Shares in Deutsche Telekom fell as it cut its profit forecast for this year by 10 per cent and signalled that earnings would be stagnant in 2007, given competition at home.

Shares were 7 per cent off at €11.21, buoyed only by plans to buy back 62.7m shares, the number issued to take over the listed T-Online unit in 2005.

Presenting second-quarter figures at its headquarters in Bonn, Mr Ricke said dealing with the “huge transformation” of the telecoms industry was “a marathon”.

“I’m ready, the team is ready, the management board is ready to take that challenge,” said Mr Ricke, who took over as chief executive in summer 2002.

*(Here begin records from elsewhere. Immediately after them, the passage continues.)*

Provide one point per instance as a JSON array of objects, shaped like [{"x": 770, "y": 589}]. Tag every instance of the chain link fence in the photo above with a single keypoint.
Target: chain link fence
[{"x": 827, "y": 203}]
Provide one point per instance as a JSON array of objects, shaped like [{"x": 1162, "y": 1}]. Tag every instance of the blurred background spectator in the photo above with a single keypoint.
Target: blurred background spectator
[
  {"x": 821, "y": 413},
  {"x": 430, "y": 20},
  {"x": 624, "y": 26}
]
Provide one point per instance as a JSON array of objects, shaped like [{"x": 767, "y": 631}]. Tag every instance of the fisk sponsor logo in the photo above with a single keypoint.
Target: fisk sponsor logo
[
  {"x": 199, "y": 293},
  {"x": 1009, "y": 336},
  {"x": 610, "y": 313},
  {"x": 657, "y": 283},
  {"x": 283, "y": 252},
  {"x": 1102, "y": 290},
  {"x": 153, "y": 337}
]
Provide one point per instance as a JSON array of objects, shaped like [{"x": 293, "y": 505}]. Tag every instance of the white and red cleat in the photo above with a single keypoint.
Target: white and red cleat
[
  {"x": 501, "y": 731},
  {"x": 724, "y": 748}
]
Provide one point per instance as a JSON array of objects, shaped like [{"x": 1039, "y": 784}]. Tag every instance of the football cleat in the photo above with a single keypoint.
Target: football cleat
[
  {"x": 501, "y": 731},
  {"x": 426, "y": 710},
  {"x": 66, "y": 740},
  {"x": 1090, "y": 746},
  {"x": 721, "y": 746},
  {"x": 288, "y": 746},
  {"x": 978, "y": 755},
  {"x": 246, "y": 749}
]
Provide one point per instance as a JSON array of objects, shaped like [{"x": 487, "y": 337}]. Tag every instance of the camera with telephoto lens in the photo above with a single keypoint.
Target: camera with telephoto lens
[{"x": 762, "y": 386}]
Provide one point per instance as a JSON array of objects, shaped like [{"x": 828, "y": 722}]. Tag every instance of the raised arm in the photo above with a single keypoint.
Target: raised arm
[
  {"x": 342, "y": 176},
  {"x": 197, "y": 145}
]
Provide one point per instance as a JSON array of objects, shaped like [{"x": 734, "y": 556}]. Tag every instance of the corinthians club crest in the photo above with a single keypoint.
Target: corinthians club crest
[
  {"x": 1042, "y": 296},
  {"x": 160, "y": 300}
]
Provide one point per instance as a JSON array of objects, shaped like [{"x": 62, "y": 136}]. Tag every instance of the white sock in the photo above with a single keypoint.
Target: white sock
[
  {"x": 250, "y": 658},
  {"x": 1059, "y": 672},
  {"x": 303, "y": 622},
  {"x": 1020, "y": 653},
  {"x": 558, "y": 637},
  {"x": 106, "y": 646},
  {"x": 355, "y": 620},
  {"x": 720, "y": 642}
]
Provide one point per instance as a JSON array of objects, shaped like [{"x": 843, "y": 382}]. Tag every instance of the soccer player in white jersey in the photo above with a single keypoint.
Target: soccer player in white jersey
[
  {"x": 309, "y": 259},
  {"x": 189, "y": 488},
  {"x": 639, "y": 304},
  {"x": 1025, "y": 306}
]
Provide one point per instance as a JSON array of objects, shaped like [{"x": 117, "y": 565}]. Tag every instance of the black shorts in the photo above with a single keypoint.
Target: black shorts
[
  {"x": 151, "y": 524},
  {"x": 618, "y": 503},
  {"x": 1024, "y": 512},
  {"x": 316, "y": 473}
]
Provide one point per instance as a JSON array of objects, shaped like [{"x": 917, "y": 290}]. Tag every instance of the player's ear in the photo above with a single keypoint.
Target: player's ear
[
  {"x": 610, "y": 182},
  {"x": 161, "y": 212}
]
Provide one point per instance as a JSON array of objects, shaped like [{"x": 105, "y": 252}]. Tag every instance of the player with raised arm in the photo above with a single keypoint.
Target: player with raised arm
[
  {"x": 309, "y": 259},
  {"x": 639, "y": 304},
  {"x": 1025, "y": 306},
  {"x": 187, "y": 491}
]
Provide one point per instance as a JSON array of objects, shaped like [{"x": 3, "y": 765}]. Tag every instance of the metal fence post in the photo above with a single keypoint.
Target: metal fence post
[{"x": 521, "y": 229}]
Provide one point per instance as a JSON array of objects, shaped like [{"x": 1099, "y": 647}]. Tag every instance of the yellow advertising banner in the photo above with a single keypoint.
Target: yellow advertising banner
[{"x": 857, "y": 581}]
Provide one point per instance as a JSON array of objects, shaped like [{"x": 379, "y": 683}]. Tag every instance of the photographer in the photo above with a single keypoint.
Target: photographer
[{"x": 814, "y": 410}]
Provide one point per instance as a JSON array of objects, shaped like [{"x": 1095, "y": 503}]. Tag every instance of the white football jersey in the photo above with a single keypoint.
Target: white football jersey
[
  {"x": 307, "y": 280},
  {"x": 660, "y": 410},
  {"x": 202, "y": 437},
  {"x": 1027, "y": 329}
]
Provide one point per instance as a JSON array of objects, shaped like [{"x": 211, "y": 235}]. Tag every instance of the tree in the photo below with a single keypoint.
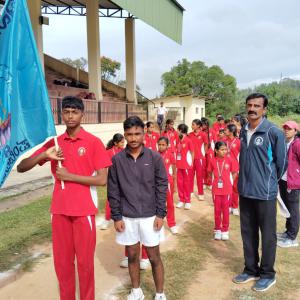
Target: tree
[
  {"x": 80, "y": 63},
  {"x": 210, "y": 82},
  {"x": 109, "y": 68}
]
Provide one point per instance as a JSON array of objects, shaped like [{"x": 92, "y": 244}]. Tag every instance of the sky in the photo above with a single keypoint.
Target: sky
[{"x": 253, "y": 40}]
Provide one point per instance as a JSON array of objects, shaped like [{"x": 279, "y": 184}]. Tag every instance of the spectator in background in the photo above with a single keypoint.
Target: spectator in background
[
  {"x": 161, "y": 115},
  {"x": 262, "y": 164},
  {"x": 289, "y": 187},
  {"x": 220, "y": 124}
]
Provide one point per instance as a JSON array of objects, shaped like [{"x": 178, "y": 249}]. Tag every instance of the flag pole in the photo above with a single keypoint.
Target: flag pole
[{"x": 59, "y": 162}]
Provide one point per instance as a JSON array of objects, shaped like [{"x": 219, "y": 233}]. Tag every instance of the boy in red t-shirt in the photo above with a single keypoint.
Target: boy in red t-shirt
[
  {"x": 233, "y": 146},
  {"x": 169, "y": 162},
  {"x": 184, "y": 165},
  {"x": 199, "y": 139},
  {"x": 172, "y": 136},
  {"x": 84, "y": 162},
  {"x": 151, "y": 137},
  {"x": 221, "y": 166}
]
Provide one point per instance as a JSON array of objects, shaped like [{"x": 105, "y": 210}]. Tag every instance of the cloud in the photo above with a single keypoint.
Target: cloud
[{"x": 251, "y": 40}]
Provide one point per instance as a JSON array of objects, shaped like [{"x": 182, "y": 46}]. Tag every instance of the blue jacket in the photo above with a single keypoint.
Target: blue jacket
[{"x": 263, "y": 162}]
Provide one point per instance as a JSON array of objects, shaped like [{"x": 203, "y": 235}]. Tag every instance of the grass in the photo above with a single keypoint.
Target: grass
[
  {"x": 184, "y": 262},
  {"x": 195, "y": 246},
  {"x": 288, "y": 276},
  {"x": 23, "y": 227}
]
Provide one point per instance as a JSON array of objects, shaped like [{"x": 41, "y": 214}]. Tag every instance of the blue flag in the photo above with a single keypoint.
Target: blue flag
[{"x": 25, "y": 114}]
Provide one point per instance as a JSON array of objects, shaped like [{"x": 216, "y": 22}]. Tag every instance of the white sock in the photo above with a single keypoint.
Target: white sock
[
  {"x": 137, "y": 291},
  {"x": 160, "y": 294}
]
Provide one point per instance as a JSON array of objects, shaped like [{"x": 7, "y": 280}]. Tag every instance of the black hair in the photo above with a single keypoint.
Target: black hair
[
  {"x": 218, "y": 145},
  {"x": 72, "y": 102},
  {"x": 163, "y": 138},
  {"x": 183, "y": 128},
  {"x": 258, "y": 95},
  {"x": 242, "y": 120},
  {"x": 197, "y": 122},
  {"x": 117, "y": 138},
  {"x": 169, "y": 121},
  {"x": 232, "y": 128},
  {"x": 148, "y": 124},
  {"x": 133, "y": 121}
]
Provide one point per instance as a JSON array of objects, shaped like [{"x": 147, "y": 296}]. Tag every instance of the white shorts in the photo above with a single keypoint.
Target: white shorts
[{"x": 140, "y": 230}]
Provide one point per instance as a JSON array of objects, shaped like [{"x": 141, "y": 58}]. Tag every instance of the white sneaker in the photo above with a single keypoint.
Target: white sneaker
[
  {"x": 287, "y": 243},
  {"x": 179, "y": 204},
  {"x": 235, "y": 212},
  {"x": 144, "y": 263},
  {"x": 225, "y": 236},
  {"x": 200, "y": 197},
  {"x": 160, "y": 297},
  {"x": 136, "y": 294},
  {"x": 124, "y": 262},
  {"x": 105, "y": 224},
  {"x": 174, "y": 229},
  {"x": 218, "y": 235},
  {"x": 187, "y": 206}
]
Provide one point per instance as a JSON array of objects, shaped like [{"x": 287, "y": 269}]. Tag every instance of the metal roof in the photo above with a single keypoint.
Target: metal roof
[{"x": 106, "y": 4}]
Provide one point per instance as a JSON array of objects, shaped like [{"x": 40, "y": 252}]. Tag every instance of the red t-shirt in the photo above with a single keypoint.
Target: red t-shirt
[
  {"x": 173, "y": 138},
  {"x": 234, "y": 146},
  {"x": 169, "y": 161},
  {"x": 225, "y": 166},
  {"x": 217, "y": 126},
  {"x": 83, "y": 155},
  {"x": 199, "y": 140},
  {"x": 113, "y": 151},
  {"x": 184, "y": 158},
  {"x": 150, "y": 141}
]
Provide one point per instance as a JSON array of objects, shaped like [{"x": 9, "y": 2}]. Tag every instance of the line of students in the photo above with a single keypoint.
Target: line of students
[
  {"x": 189, "y": 155},
  {"x": 135, "y": 173}
]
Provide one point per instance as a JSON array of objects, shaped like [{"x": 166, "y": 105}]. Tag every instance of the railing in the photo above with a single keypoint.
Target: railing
[{"x": 96, "y": 112}]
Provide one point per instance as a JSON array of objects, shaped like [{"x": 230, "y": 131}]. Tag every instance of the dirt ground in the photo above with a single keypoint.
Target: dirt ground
[{"x": 41, "y": 282}]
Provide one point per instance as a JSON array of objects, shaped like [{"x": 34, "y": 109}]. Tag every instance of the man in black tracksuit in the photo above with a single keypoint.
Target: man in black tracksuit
[{"x": 262, "y": 163}]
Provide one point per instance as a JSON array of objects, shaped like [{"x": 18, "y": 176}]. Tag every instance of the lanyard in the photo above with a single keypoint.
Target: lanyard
[
  {"x": 229, "y": 146},
  {"x": 220, "y": 171}
]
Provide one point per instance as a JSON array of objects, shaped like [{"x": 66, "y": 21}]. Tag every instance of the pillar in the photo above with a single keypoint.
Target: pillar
[
  {"x": 93, "y": 45},
  {"x": 34, "y": 7},
  {"x": 130, "y": 60}
]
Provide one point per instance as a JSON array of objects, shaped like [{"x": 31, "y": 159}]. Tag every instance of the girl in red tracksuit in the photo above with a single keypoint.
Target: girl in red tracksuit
[
  {"x": 114, "y": 146},
  {"x": 221, "y": 167},
  {"x": 184, "y": 165},
  {"x": 169, "y": 162},
  {"x": 200, "y": 141},
  {"x": 233, "y": 146},
  {"x": 172, "y": 136},
  {"x": 151, "y": 137},
  {"x": 211, "y": 138}
]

The company said declining results at its fixed-line unit in Germany were no longer being balanced by the growth of mobile units abroad.

Like other former state-owned monopolies in Europe, Deutsche Telekom is suffering a flight of customers from traditional fixed-line subscriptions to internet and mobile phones. France Télécom has seen earnings from its fixed-line business face pressure from rivals using broadband to offer cut-price VoIP phone deals.

But BT Group of the UK, though warning of broadband price wars, said it saw increasing profit from such “new-wave” activities.

Deutsche Telekom lost 2m old fixed-line accounts and added only 1.1m broadband subscriptions in the year to the end of June. Total lines rose slightly to 50.1m on demand from re-sellers.

Earnings before interest, taxes and other items fell 7.2 per cent to €4.8bn ($6.1bn) while sales grew 2.6 per cent to €15.1bn. Both figures were below analysts’ forecasts.

Earnings before interest, tax and other items were forecast to hover between €19.2bn and €19.7bn, down from €20.2bn-€20.7bn, in 2007.

Sales at the German fixed-line unit fell 5 per cent to €6.1bn and earnings plummeted 7.8 per cent to €2.2bn as companies slashed prices.

Global sales of the mobile unit rose 9.2 per cent to €7.9bn but earnings fell 3.3 per cent to €2.4bn.